A comunicare la decisione è stato lo stesso calciatore, che si è presentato in conferenza stampa prima della trasferta di San Siro contro l'Inter. Non solo l'annuncio del ritiro a fine stagione, ma anche il ringraziamento da parte del presidente del Chievo, Luca Campedelli, che ha ricordato le gesta di Pellissier nella storia della squadra.
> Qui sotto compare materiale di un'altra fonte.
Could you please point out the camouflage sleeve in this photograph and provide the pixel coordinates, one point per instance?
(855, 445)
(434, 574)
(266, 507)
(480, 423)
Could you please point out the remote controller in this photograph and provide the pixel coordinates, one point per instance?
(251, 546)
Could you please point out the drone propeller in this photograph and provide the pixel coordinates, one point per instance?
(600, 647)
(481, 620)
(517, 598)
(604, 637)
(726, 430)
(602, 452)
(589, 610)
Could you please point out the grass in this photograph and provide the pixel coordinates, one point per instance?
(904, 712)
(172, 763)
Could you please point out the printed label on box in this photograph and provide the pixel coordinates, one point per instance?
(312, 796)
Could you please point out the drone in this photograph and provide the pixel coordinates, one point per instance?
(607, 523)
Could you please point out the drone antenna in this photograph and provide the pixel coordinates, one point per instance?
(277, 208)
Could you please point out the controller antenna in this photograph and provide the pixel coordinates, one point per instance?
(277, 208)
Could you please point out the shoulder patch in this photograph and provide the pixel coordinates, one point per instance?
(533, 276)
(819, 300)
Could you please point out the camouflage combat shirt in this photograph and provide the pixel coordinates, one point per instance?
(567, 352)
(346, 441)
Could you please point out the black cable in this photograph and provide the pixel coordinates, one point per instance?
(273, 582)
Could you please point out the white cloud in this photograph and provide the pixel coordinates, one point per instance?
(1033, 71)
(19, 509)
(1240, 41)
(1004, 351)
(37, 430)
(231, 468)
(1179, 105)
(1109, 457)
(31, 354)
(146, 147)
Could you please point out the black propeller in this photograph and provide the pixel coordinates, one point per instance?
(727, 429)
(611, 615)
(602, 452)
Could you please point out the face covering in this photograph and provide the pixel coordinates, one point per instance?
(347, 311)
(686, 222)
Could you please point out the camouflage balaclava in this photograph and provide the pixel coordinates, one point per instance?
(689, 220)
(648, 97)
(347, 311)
Pellissier lascia il calcio, il Chievo ritira la sua maglia numero 31
Pellissier lascia il calcio, il Chievo ritira la sua maglia numero 31

Pellissier dice basta, il Chievo ritira la maglia numero 31

Tanta emozione davanti ai microfoni. Pellissier ha maturato questa decisione nell'arco dell'ultima stagione, metabolizzando nello stesso momento il dolore per la retrocessione in Serie B:

Ci ho messo tanto per maturare questa decisione. È stata una scelta sofferta, anche il presidente ha cercato di convincermi a proseguire, ma è giusto che cominci un nuovo ciclo senza di me. Ringrazio tutti di vero cuore e auguro al Chievo di tornare presto grande. Avrei retto fisicamente anche in Serie A o in Serie B, ma è giusto che mi faccia da parte. Spero di giocare l'ultima in casa per salutare il Bentegodi.

Una buona fetta del Chievo in Serie A porta il nome di Pellissier. Campedelli rende merito al suo capitano e attaccante, che ne ha incarnato lo spirito in due decenni di battaglie in massima serie e non solo:

Ricordo ancora quando si fece il suo nome per la prima volta. Era il 1998, ma riuscimmo ad acquistarlo soltanto qualche anno dopo. È l'uomo che incarna più di tutti lo spirito del Chievo, è rimasto con noi nel bene e nel male. Se qualcuno parla del club, il primo nome che viene in mente è il suo.

Il presidente, di comune accordo con la dirigenza, ha comunicato il ritiro della maglia numero 31, che è stata sulle spalle del calciatore per quasi due decenni. L'idea arriva con il suo ritiro, ma Campedelli aveva già deciso anni fa:

È un'eredità troppo pesante per chiunque e noi dobbiamo preservarla come simbolo. Sergio ha dato tutto per questa maglia e noi la ritiriamo. Potrà prenderla soltanto un altro Pellissier, altrimenti nessuno. Abbiamo riflettuto per tanto tempo, ma io ero già certo di questa decisione già dal 2008: ritireremo la numero 31.